Of the 283 active listings, 37 percent are priced at more than $1 million.
“My God, right now, the shortage of listings, things get bid up and up and up,” said veteran Santa Cruz appraiser Glenn Fuller. “On the Westside, everything as selling $20,000 over what it was listed… Like a lake, everything’s risen up.”
In Pleasure Point, a walkable beach community that Fuller said is “very hot,” sellers are asking $1,099,000 for a 700-square-foot bungalow at 215 30th Ave. Built in 1938, it’s been updated with solar panels. The backyard has room to entertain, a hot tub and shower, and there are plans for an addition.
“We are taking offers as they come and we currently have three interested groups,” said broker Dale Friday, five days after the house went on the market.
Sellers of a 1,100-square-foot bungalow circa 1949 on an acre at 3522 Mission Drive, near Dominican Hospital, are asking $1,349,000, pointing out the zoning creates potential for development.
“We’re seeing multiple offers for homes over a million,” said Suzy Rodoni-Silverberg of 831 Real Estate, attributing the demand to the strength of the job market in Silicon Valley.
A survey last year by Civinomics of Santa Cruz commuters to Silicon Valley jobs found the average salary was $153,000, three times the median income of $54,000 in Santa Cruz County.
Rodoni-Silverberg has listed a property on Endlich Drive, a gated community off Glen Canyon Road, for $1,175,000.
Kevin Johnson-Santa Cruz Sentinel
Seller Mary Jo Rose, who works in high tech and has a passion for design, bought the home and guesthouse in August for $900,000 and invested her own funds in a transformation that took four months. She gutted rooms, installed hickory wood floors, picked out new paint, chose a new look for the kitchen cabinets, replaced a purple bidet bathroom with mauve fixtures and a curvy white tub, and took out the “Brady Bunch” fireplace to put in a modern see-through fireplace.
“This is her hobby,” said Rodoni-Silverberg, who has worked with Rose before. “She has a great eye.”
She expects the multiple offer trend to continue as buyers who are outbid keep on searching.
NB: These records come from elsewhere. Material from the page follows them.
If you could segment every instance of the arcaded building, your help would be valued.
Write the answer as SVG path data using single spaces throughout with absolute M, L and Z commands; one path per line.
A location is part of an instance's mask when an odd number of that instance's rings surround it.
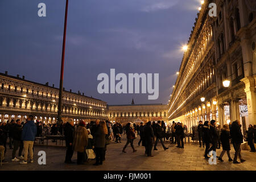
M 143 122 L 167 121 L 167 105 L 134 104 L 110 105 L 108 106 L 110 121 L 125 124 L 139 119 Z
M 0 122 L 20 119 L 24 121 L 29 114 L 44 123 L 56 123 L 57 116 L 59 89 L 20 78 L 0 73 Z M 64 90 L 65 90 L 64 89 Z M 106 102 L 81 94 L 63 92 L 62 117 L 75 121 L 96 118 L 106 119 Z
M 191 127 L 200 120 L 222 126 L 238 119 L 243 132 L 256 125 L 255 11 L 255 1 L 204 1 L 170 99 L 170 121 Z

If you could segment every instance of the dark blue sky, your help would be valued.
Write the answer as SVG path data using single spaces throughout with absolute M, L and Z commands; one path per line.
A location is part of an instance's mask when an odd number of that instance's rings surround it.
M 199 0 L 69 0 L 64 87 L 108 104 L 167 104 Z M 46 5 L 46 17 L 38 5 Z M 0 1 L 0 72 L 59 84 L 64 0 Z M 159 73 L 159 97 L 98 93 L 101 73 Z

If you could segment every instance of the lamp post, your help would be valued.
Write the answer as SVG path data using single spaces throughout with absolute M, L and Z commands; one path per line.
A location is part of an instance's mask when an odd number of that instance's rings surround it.
M 62 56 L 61 56 L 61 67 L 60 69 L 60 90 L 59 94 L 59 105 L 58 105 L 58 116 L 57 125 L 61 122 L 61 113 L 62 113 L 62 95 L 63 92 L 63 72 L 64 64 L 65 60 L 65 48 L 66 44 L 66 32 L 67 32 L 67 19 L 68 18 L 68 0 L 66 0 L 66 7 L 65 10 L 65 22 L 63 33 L 63 42 L 62 44 Z

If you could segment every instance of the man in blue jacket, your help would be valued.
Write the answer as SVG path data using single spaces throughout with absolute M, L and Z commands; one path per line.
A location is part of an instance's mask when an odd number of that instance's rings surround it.
M 30 115 L 27 122 L 23 126 L 22 134 L 22 140 L 23 141 L 24 160 L 20 164 L 27 164 L 27 154 L 28 151 L 30 156 L 30 163 L 33 163 L 33 145 L 36 135 L 36 126 L 34 122 L 34 116 Z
The difference between today and the bubble days of 2007, is “These are real buyers,” she said. “Before they couldn’t afford the homes they were buying.”
She doesn’t see any signs of a slowdown in Silicon Valley’s job market.
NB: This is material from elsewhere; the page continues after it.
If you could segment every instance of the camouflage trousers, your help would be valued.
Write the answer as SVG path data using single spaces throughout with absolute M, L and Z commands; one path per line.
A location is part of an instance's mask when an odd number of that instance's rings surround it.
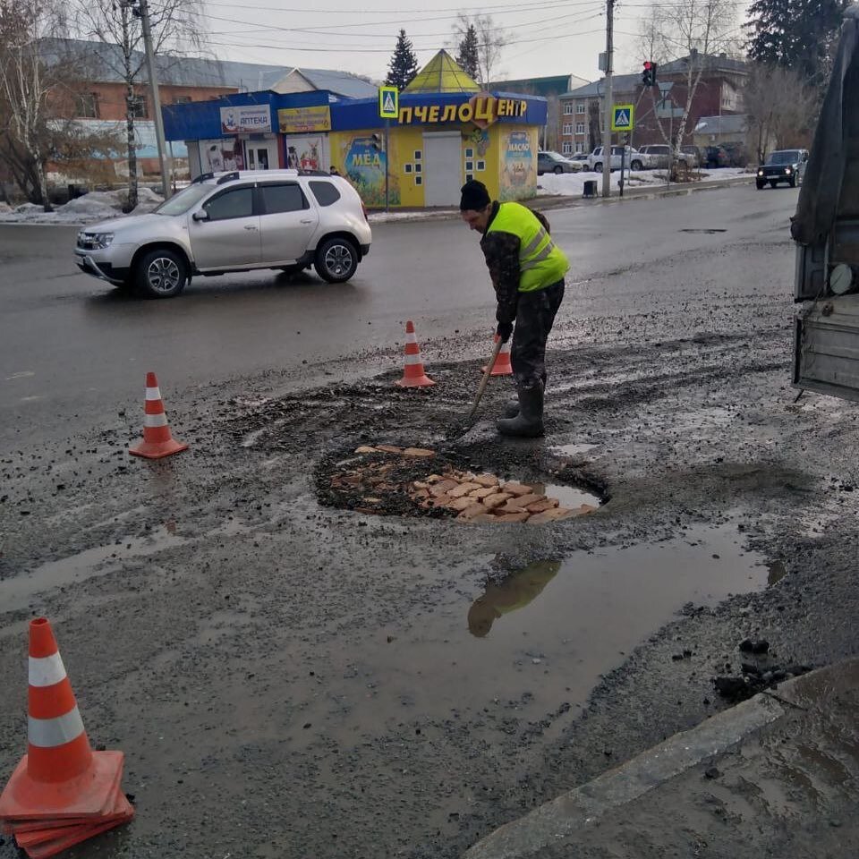
M 519 387 L 546 384 L 546 341 L 564 298 L 564 280 L 532 293 L 520 293 L 510 362 Z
The median price in Santa Clara County in March was $939,000, according to MLSListings.
Compared to Cupertino and Saratoga, home prices here are “reasonable,” Fuller said.
He said he’s heard of 800-square-foot rentals commanding $2,000 a month.
“With rentals going like they have, these properties are becoming little cash cows,” he said. “It’s whatever the market will bear.”
Comparable sales push prices up. As prices rise, the homes put up for sale are compared with homes that has risen in value and list prices rise.
The evaporation of distressed properties push prices up. Homes foreclosed by a bank sell for less but there were only four such sales in March, none involving condos. CoreLogic reports the foreclosure rate for the county was .29 percent in February versus 1.43 nationally.
Low interest rates push prices up. When the cost to borrow is less, people are willing to pay more. Experts have been predicting a rise in interest rates but it has yet to materialize.
“Who want to pull the punch bowl, so to speak?” asked Fuller.